Published on 17.05.2022
Research Acceleration
In biology, structure and function are closely linked. Our intestine is no exception to this rule. The cells of the intestinal wall specialise to form a brush border on their surface (see image). This structure, made up of thousands of membrane folds or "microvilli", contains the transporters necessary to capture nutrients in the intestinal lumen and to control the exchange of water and salts between the organism and the external environment. In certain genetic intestinal diseases, generally grouped under the name of 'microvillous atrophy', there is a defect in the formation of this brush border. "This defect manifests itself from birth in the form of severe diarrhoea leading to severe dehydration and undernutrition," explains Nadine Cerf-Bensussan, director of the Intestinal Immunity Laboratory at the Institut Imagine.
A new gene identified
The most common genetic causes are loss-of-function mutations in the MYO5B gene. This gene codes for a protein, myosin 5B, which enables the transport of various components of the brush border to the apical surface of the intestinal cells. When myosin 5B is mutated, the brush border is disorganised and lacks its transporters, causing very severe diarrhoea.
In a study published on 16 May in The Journal of Clinical Investigation, Nadine Cerf-Bensussan's team identified a new cause for this family of diseases [1]. The team focused on children with severe diarrhoea with no known genetic cause. "To identify the genetic origin of their symptoms, we sequenced the coding parts of their genome - the so-called exome - and identified loss-of-function mutations in the Unc45a gene encoding the Unc45a protein," explains Marianna Parlato, research fellow and last author. Mutations in this gene have very recently been reported in other children with severe diarrhoea, but the mechanism of the diarrhoea is not clear.

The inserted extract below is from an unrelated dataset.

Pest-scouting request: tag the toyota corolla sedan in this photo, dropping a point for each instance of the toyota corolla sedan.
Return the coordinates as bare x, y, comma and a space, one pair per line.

UNC45: a key protein in the formation of the intestinal barrier
The published work shows that UNC45 acts as a 'chaperone' for myosin 5B. In practice, it "helps" myosin 5B to fold correctly to have the correct three-dimensional structure. Thus, when Unc45a is mutated and non-functional, myosin 5 loses its structure and becomes unable to perform its function in the development of the brush border of the gut.
This discovery was based on the study of 6 patients and benefited from a collaboration between the Imagine Institute, gastroenterologists from the Necker-Enfants Malades and Robert Debré hospitals at AP-HP and the Ankara Children's Hospital in Turkey, geneticists from the Dijon University Hospital and the University of Oxford, and researchers from the Institut de la Vision, Université Paris-Cité and the University of Innsbruck in Austria. The characterisation of the molecular defect was carried out using a combination of classic approaches (histological and biochemical analyses, electronic microscopy) and innovative approaches in zebrafish or through the use of organoids, a kind of miniature intestine reconstituted in the laboratory from stem cells.
"The same abnormalities in brush border formation and transporter targeting are found in both cell lines, zebrafish and organoids with loss-of-function mutations in Unc45," explain Nadine Cerf-Bensussan and Marianna Parlato. This body of evidence validates the hypothesis that this genetic variant plays a key role in the intestinal barrier defects in these children and provides a better understanding of the mechanisms of intestinal barrier development. The precise discovery of the mechanism responsible for the disease makes it possible to envisage the search for a drug that could correct the myosin 5B folding defect and restore the development of the brush border.